You need labelled pairs: positive examples (query, relevant chunk) and negative examples (query, non-relevant chunk). Negative examples can be hard negatives — chunks that are semantically similar but not actually relevant, which are the hardest cases for the model to learn. Hard negatives are most valuable for training and can be generated automatically by taking bi-encoder top-k results that are not marked relevant — exactly the failure mode the reranker needs to fix. For fine-tuning, use the sentence-transformers CrossEncoder training API with a binary cross-entropy loss on relevance labels or a margin loss on (positive, negative) pairs. Even 500–1000 labelled examples are enough to produce measurable improvement on a domain-specific corpus; the fine-tuning run itself takes under an hour on a single GPU for a MiniLM-sized model.
If you do not have labelled query-document pairs, you can generate synthetic ones using an LLM: extract a chunk from your corpus, prompt an LLM to generate 3–5 questions that the chunk answers, and treat those as positive (question, chunk) pairs. Use BM25 to retrieve hard negatives for each synthetic question. This synthetic data approach consistently outperforms using only the off-the-shelf reranker on domain-specific corpora, even when the LLM-generated questions are imperfect, because it calibrates the model to the specific vocabulary and query patterns of your application.

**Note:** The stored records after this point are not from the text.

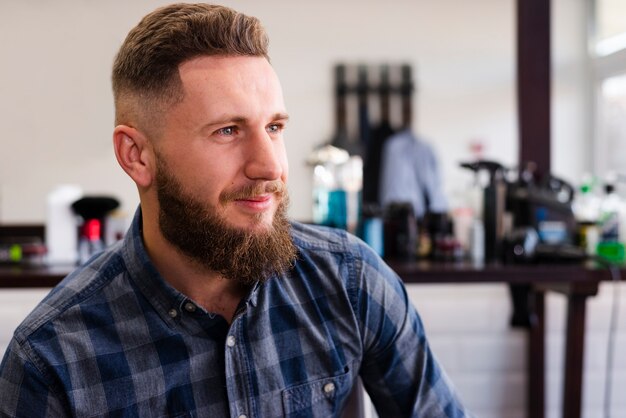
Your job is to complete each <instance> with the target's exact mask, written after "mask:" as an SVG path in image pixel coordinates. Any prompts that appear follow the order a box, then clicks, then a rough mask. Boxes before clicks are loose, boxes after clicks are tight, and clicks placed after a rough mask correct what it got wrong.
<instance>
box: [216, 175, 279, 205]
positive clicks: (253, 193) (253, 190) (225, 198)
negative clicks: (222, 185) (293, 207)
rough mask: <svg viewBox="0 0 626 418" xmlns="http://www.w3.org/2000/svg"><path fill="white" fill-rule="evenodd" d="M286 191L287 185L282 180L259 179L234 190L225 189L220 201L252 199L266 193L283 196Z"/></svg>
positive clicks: (222, 201)
mask: <svg viewBox="0 0 626 418" xmlns="http://www.w3.org/2000/svg"><path fill="white" fill-rule="evenodd" d="M286 191H287V186H286V185H285V183H283V182H282V181H280V180H272V181H259V182H256V183H251V184H248V185H245V186H242V187H239V188H237V189H234V190H225V191H224V192H222V193H221V194H220V203H222V204H223V203H226V202H230V201H233V200H243V199H251V198H254V197H256V196H259V195H262V194H265V193H271V194H275V195H277V196H279V197H282V196H284V194H285V192H286Z"/></svg>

Cross-Encoder Latency and Production Tradeoffs
The main cost of cross-encoders in production is latency: unlike bi-encoders that precompute document embeddings offline, a cross-encoder must perform a full forward pass on every (query, document) pair at query time. For a reranking pool of 100 documents with a 100ms cross-encoder latency per document, sequential reranking would take 10 seconds — obviously unacceptable. The solutions are batching (run all 100 pairs through the cross-encoder in parallel as a single batch), using a smaller/distilled cross-encoder, and capping the reranking pool size. In practice, a reranking pool of 20–50 documents batched through a 6-layer distilled cross-encoder runs in 50–150ms on a single GPU, which is acceptable for most applications. For CPU-only deployments, keep the pool size at 20 or fewer and use a cross-encoder with 4 layers or fewer — models like ms-marco-MiniLM-L-4-v2 are specifically designed for this tradeoff and are available on Hugging Face. If latency remains a bottleneck after these mitigations, consider late interaction models like ColBERT, which precompute token-level embeddings offline while still performing fine-grained query-document interaction at retrieval time — they sit between bi-encoders and cross-encoders on both the quality and latency spectrums and are worth evaluating for latency-sensitive pipelines that need better precision than bi-encoder retrieval alone provides.